Exposé print issues (1993-2011)
Curved Air — Tapestry of Propositions
(Curved Air Records CRVERS001, 2016, CD)
by Jon Davis, Published 2016-09-02
“Propositions” was a track on Curved Air’s debut album, at 3:09 a normal-length song, an energetic blast of early progressive rock that features a vocal section at the start, then an instrumental middle where guitar, violin, and keyboards all seem to be soloing at once, then a reprise of the vocal section to finish it off. As evidenced by Curved Air Live, as well as some TV appearances that have survived, the track was considerably extended in a concert setting, running six to eight minutes or so, with the middle section providing an opportunity for extended improvisation. “Propositions” has appeared on most of the live albums released by the band, remaining a staple of their sets to this day.
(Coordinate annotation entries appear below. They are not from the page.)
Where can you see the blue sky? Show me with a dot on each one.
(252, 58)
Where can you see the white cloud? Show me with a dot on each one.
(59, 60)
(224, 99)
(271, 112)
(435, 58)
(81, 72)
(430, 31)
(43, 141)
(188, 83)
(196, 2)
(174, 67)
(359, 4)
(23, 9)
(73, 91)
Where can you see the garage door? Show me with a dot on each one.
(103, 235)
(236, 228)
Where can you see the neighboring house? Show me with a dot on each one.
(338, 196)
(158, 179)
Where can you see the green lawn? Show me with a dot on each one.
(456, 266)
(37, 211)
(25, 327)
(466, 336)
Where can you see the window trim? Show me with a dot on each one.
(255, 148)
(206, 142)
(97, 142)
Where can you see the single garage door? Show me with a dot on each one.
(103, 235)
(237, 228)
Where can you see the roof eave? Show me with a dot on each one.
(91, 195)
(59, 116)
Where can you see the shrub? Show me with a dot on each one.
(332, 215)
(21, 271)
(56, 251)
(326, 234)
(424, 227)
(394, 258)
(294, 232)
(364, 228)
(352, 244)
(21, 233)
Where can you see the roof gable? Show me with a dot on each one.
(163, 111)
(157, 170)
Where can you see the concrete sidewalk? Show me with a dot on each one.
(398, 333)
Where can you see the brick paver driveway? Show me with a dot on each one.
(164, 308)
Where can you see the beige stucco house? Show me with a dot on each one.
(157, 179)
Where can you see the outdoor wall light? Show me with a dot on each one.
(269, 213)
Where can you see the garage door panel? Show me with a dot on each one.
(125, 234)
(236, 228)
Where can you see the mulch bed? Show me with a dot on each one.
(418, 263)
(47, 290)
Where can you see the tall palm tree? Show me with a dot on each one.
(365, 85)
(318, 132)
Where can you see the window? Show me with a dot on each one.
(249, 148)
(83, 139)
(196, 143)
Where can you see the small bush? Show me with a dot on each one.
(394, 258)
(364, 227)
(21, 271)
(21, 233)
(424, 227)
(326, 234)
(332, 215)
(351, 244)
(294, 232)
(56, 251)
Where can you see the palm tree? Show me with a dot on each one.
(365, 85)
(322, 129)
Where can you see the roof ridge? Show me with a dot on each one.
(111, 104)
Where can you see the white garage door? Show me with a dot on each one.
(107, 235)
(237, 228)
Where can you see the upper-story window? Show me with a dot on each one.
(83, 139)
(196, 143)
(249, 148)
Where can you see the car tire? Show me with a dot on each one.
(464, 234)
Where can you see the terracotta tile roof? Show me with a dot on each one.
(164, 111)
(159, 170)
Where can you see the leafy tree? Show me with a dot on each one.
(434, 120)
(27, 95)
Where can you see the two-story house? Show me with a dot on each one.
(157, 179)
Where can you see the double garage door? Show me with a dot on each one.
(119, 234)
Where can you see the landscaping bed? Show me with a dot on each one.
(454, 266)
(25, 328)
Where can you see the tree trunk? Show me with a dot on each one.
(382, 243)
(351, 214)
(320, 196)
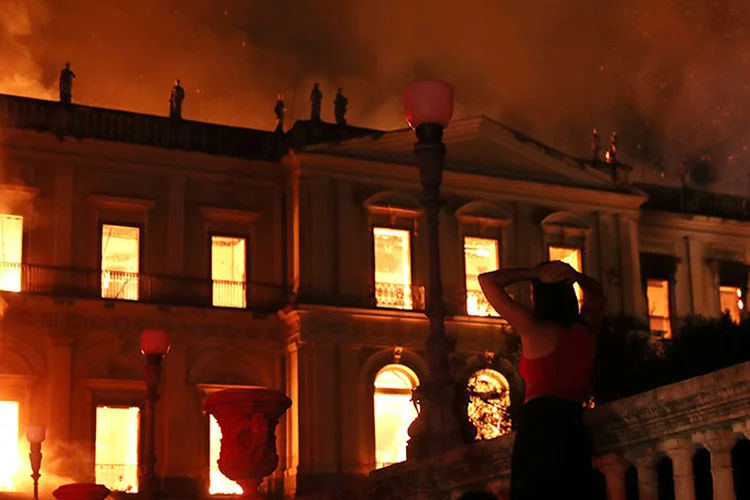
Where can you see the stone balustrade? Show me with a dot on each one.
(691, 437)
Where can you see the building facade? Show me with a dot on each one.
(298, 262)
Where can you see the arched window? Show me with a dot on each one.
(394, 412)
(489, 400)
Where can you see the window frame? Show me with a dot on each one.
(410, 227)
(143, 277)
(229, 234)
(118, 401)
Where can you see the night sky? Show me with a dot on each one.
(670, 75)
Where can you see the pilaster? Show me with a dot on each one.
(720, 443)
(614, 468)
(681, 452)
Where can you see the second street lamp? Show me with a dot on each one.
(154, 346)
(442, 423)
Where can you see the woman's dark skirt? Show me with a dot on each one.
(552, 452)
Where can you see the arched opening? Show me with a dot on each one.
(394, 412)
(489, 401)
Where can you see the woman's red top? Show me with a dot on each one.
(565, 372)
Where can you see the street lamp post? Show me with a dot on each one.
(154, 346)
(441, 424)
(35, 434)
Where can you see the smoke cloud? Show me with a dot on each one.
(671, 76)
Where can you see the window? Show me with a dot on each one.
(393, 287)
(218, 483)
(11, 245)
(489, 400)
(9, 452)
(731, 302)
(480, 256)
(228, 271)
(394, 412)
(116, 452)
(572, 257)
(657, 299)
(121, 256)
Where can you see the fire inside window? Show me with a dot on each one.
(657, 298)
(11, 246)
(480, 256)
(228, 271)
(10, 456)
(121, 256)
(218, 483)
(117, 442)
(489, 401)
(572, 257)
(731, 302)
(393, 287)
(394, 412)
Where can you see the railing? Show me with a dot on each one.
(686, 438)
(114, 125)
(118, 477)
(153, 289)
(399, 296)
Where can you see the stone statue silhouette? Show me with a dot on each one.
(316, 98)
(280, 111)
(175, 101)
(66, 84)
(340, 103)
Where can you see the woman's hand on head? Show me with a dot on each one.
(556, 272)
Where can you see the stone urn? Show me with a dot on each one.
(81, 491)
(248, 420)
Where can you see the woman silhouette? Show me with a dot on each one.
(552, 451)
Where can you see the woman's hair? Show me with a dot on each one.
(555, 302)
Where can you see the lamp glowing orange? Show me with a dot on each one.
(428, 101)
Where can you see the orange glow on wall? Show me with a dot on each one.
(228, 271)
(393, 287)
(731, 302)
(121, 255)
(218, 483)
(9, 450)
(572, 257)
(117, 443)
(394, 412)
(657, 297)
(11, 252)
(480, 256)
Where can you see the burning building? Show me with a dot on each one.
(303, 271)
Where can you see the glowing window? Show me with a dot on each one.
(657, 298)
(394, 412)
(121, 257)
(116, 453)
(731, 302)
(489, 400)
(228, 271)
(218, 483)
(393, 287)
(9, 452)
(480, 256)
(11, 246)
(572, 257)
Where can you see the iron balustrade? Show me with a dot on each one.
(147, 288)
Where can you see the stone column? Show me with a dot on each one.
(648, 481)
(720, 443)
(614, 468)
(681, 452)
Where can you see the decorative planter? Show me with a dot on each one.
(248, 420)
(81, 491)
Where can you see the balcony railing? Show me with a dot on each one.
(153, 289)
(655, 443)
(399, 296)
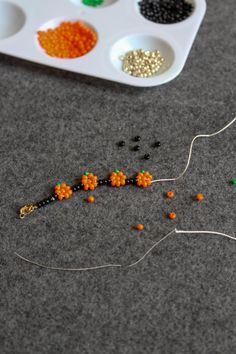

Tapestry of Propositions is a celebration of this one song, presenting the beginning and ending sections separated by 15 different improvised middle sections taken from various shows on the band’s 2013 tour. These improvs have been edited together to present a seamless (or nearly seamless) extended version of the piece, and given that these improvs always start and end with the same unison line, a kind of structure emerges, somewhat like a jazz group stating the head of a tune before passing the solo spotlight to the next player. Most of the improvs start out with Kirby Gregory’s guitar dominating, though Paul Sax’s violin and Robert Norton’s keyboards come to the fore from time to time. Some of the transitions are a bit awkward in spite of the repeated theme: since they were recorded in different venues with different acoustic properties, the sound can be quite different, varying in quality and dynamic range. It is nice to note that the players actually are improvising — in the situation of a working band on tour, solos will often get honed to be more or less the same every time, whether deliberately or not. In this case, the players do tend to apply certain motifs at multiple shows, but not in the same exact way. But the big question is — does it get old after a while? 15 improvs ranging from 3:05 to to 5:08, is that too much, more than is likely to hold a listener’s interest? For me, the answer is yes. It is too much. For serious fans only.